Since parents have duties to their children, and that those duties start at conception, the next question is whether having an abortion breaches this duty. Abortion does breach this duty except when the mother's life is at stake. One can view abortion in two ways: (i) removing the child from the womb or (ii) actively killing the unborn child. When the burden of the mother is not so great that carrying the child to term would seriously endanger her life, either (i) or (ii) is a breach of duty from a mother to her child. After all, nothing less that a threat to life would excuse parents for starving their newborn to death- even if feeding the newborn meant the mother and father had to work a job to obtain the food.


The distinction between killing and merely failing to take care of a child has one final important implication- the case of rape. Notice that in proposition 2, the mothers duties flowed from her voluntary decision to take an action that brought her child into existence (this was also the source of the parental responsibility for the father in People in Interest of S.P.B.). In the case of rape, this argument does not apply, and the mother would have no more responsibility to the unborn child as she would to a stranger (the raping father would still have duties). Here the distinction between failing to take care of a child and killing the child becomes significant. If one believes an unborn child is not a human being, this distinction would be unproblematic for rape cases. Since there is no parental duty, the mother could do what she wanted and have any method of abortion. If one believes an unborn child is a human being, they would insist that the mother cannot kill her unborn child (ii), but can decline to take care of it (i). As a result, she could have the child removed from her body.

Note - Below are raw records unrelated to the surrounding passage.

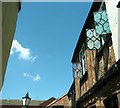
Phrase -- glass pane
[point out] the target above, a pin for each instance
(93, 41)
(101, 23)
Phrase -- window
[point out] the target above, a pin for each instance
(76, 70)
(102, 27)
(93, 40)
(82, 61)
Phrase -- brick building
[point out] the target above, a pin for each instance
(62, 102)
(18, 103)
(8, 18)
(96, 59)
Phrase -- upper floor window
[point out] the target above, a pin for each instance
(102, 27)
(93, 40)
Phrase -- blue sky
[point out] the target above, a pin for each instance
(43, 45)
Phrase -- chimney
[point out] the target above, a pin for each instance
(76, 75)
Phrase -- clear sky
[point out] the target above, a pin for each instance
(44, 42)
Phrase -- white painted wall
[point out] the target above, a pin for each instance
(112, 11)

In summary, all parents have duties to their children based on their voluntary actions that create their offspring, and abortion is usually a breach of that duty. I would challenge all of those who are skeptical about the pro-life position to take this argument seriously and reconsider whether parents do indeed have duties to unborn children. To those on the pro-life side, this argument can allow you to talk about abortion not as murder but rather as a breach of a parental duty. It is far more understandable how someone can breach a duty that has not yet been spelled out in the law than to understand how someone can take a human life.

If we change the labels of pro-life and pro-choice and talk about the amount of care parents owe their unborn children, our national can have a more productive discussion of this issue. With the current political flux of the abortion issue, this change in terminology and dialogue would be especially beneficial. And on that note... have a happy new year!